Subject: Re: Oh, well.
To: MacBSD General Mailing List <macbsd-general@sun-lamp.cs.berkeley.edu>
From: Brad "ADB Guy" Grantham <grantham@netcom.com>
List: macbsd-general
Date: 07/13/1994 13:30:42
Milo Sharp Writes:
>       Since I don't have a portable HD, instead I partitioned off part of
> my Powerbook's drive for MacBSD, so I can try it on the IIcx'es in my office.
> I set aside 55mb for the Root, and 4 for the Swap, and the other 60 or so is
> my MacOS partition.  While I had all the stuff installed, I figured, what the
> heck, go ahead and try it on the Powerbook.
>       Not even a single gray bar.  Blech.  (That's a Powerbook 165c, with 14
> megabytes of RAM.)  I'd hoped for a little, or perhaps even performance
> similar to the IIvx (i.e., no adb, but could be connected to via the serial
> ports).

Does a 165C have an FPU?

I had a Powerbook booting for a time, back in January, in a VERY limited
fashion.  I convinced it to boot to the single user prompt, but it wouldn't
accept input from ADB or send output to serial.  There are several problems
with Powerbooks ad Duos that we may or may not be able to correct some day:

	1) different ADB implementation than the current MacBSD (possibly
	the same as the IIsi, IIvx, and other desktop machines)

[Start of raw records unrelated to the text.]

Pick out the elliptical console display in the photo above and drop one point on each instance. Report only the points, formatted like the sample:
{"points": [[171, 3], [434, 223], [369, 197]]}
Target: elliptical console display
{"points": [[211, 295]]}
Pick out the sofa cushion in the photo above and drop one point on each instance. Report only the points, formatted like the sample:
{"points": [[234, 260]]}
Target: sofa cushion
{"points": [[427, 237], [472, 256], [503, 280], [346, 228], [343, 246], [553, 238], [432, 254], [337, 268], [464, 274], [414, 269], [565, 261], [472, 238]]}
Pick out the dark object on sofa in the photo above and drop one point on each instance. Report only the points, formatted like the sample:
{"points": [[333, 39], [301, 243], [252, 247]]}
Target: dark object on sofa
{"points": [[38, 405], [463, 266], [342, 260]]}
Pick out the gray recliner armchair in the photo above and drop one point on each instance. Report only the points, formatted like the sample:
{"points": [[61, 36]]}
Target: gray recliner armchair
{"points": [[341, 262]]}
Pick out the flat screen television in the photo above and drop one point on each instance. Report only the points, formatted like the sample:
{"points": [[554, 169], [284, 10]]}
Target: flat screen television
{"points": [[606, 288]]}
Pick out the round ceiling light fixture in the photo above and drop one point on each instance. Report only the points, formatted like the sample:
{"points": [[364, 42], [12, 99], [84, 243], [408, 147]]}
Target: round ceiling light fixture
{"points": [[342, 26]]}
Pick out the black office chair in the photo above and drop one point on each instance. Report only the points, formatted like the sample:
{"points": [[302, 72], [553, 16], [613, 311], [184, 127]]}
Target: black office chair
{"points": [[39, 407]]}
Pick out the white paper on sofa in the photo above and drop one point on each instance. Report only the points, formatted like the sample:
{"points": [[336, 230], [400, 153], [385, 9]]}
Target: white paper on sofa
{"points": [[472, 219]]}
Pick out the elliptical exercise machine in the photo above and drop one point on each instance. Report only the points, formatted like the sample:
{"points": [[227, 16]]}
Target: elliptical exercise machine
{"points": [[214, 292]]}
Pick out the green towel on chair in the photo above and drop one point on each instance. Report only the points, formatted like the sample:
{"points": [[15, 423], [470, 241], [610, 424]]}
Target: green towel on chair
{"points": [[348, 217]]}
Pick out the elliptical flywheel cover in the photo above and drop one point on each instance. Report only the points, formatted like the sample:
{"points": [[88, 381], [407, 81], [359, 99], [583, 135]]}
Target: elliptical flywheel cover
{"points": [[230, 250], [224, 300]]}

	2) the Booter uses the Shutdown Manager, which does things to the
	power manager that have heinous consequences for UNIX, such as:
		a) the serial chip is powered off when not open, and we don't
		open the serial device in the booter, where we could convince
		MacOS to turn on the serial chip, maybe.
		b) the ADB chip may also be turned off by the shutdown manager.
		c) SCSI may sleep, but I had it configured at one point to
		stay awake indefinitely

	3) many PBs and Duos do not have FPU's, and we don't have an
	emulator running yet.

	4) the portables have an implementation of internal video which
	does not interact favorably with our memory map.  This should be
	fixable, given a little time to experiment, which none of us
	here at alice really have.

Milo: I apologize for never solidifying the Powerbook borrow we talked
about.  I guess it will just have to wait until I really have nothing
else on my plate.

		-Brad
-- 
 '1' means a BLACK pixel, '1' means button UP, what will Apple think of next?
Brad Grantham, grantham@netcom.com >+------+< Happily slaved to NetBSD/Mac68k!
	I thought I would have to go without dinner tonight until I
       remembered the container of chocolate frosting in the fridge!